2 – Light On The Yoga Sutras by B.K.S. Iyengar
Written by the world-renowned yoga teacher, founder of Iyengar yoga, and author of “Light On Yoga,” B.K.S. Iyengar gives a detailed and thorough explanation and background of not just the Yoga Sutras but also the philosophy behind the teachings.
This results in a well-rounded understanding of the sutras and the “bigger picture” of yoga practice in general.
Each sutra features its Sanskrit version, a direct translation of each word, translation of the entire sutra, and added tables and charts for deeper understanding.
3 – The Yoga Sutras of Patanjali by Sri Swami Satchidananda
This translation is one of the most widely used in yoga teacher training and yoga philosophy studies.
Swami Satchidananda was the founder of the Integral Yoga Institute and the Yogaville ashram.

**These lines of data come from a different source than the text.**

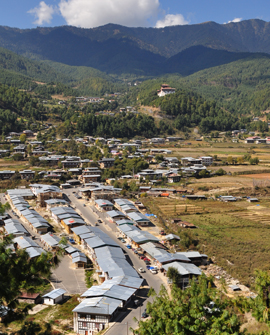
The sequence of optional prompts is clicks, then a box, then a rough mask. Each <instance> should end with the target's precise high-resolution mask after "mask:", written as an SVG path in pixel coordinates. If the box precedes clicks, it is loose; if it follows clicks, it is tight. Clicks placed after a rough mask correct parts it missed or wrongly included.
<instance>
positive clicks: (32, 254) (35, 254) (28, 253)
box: [25, 247, 46, 258]
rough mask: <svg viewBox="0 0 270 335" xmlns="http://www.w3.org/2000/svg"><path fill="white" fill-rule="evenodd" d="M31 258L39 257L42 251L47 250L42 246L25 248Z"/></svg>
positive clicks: (40, 254)
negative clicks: (41, 247)
mask: <svg viewBox="0 0 270 335" xmlns="http://www.w3.org/2000/svg"><path fill="white" fill-rule="evenodd" d="M25 251H26V252H27V253H28V255H29V257H30V258H35V257H39V256H40V255H41V254H42V253H44V254H46V251H45V250H43V249H42V248H40V247H29V248H27V249H25Z"/></svg>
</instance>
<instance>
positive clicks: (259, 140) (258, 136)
mask: <svg viewBox="0 0 270 335" xmlns="http://www.w3.org/2000/svg"><path fill="white" fill-rule="evenodd" d="M245 143H247V144H252V143H256V144H270V137H266V138H261V137H260V136H250V137H247V138H246V139H245Z"/></svg>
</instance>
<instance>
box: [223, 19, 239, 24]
mask: <svg viewBox="0 0 270 335" xmlns="http://www.w3.org/2000/svg"><path fill="white" fill-rule="evenodd" d="M242 20H243V18H242V17H236V18H234V19H233V20H231V21H228V22H224V24H227V23H231V22H233V23H236V22H241V21H242Z"/></svg>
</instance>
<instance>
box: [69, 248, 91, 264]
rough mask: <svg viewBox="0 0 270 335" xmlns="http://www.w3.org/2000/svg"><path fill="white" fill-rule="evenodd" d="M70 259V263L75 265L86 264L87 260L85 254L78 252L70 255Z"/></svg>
mask: <svg viewBox="0 0 270 335" xmlns="http://www.w3.org/2000/svg"><path fill="white" fill-rule="evenodd" d="M71 257H72V263H77V262H84V263H87V258H86V256H85V254H83V253H82V252H80V251H75V252H73V253H72V254H71Z"/></svg>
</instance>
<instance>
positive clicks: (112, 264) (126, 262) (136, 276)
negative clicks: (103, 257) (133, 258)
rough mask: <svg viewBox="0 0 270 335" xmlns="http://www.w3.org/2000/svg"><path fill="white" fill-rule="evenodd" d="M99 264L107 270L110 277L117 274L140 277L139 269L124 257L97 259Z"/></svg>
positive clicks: (97, 260) (99, 264) (104, 271)
mask: <svg viewBox="0 0 270 335" xmlns="http://www.w3.org/2000/svg"><path fill="white" fill-rule="evenodd" d="M97 263H98V265H99V266H100V267H101V269H102V270H103V271H104V272H107V273H108V275H109V277H110V278H113V277H115V276H131V277H138V276H139V275H138V273H137V271H135V269H134V268H133V267H132V266H131V265H130V264H129V263H128V262H127V260H125V259H122V258H107V259H104V258H102V259H100V258H99V259H97Z"/></svg>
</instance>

This version features the actual Sanskrit words, and each word has its own translation.
The entire sutra is also translated, and his commentary follows.
4 – The Heart of Yoga: Developing A Personal Practice by T.K.V. Desikachar
This book is a complete how-to guide for developing your home yoga practice.
Its author, Desikachar, was the son of the “Father of Modern Yoga,” Tirumalai Krishnamacharya.
The book details everything you need to practice the eight limbs – from asana practice, counterposes, sequences, breathing exercises, meditation, and philosophy.
It also features a translation of the Yoga Sutras and a short commentary for each one.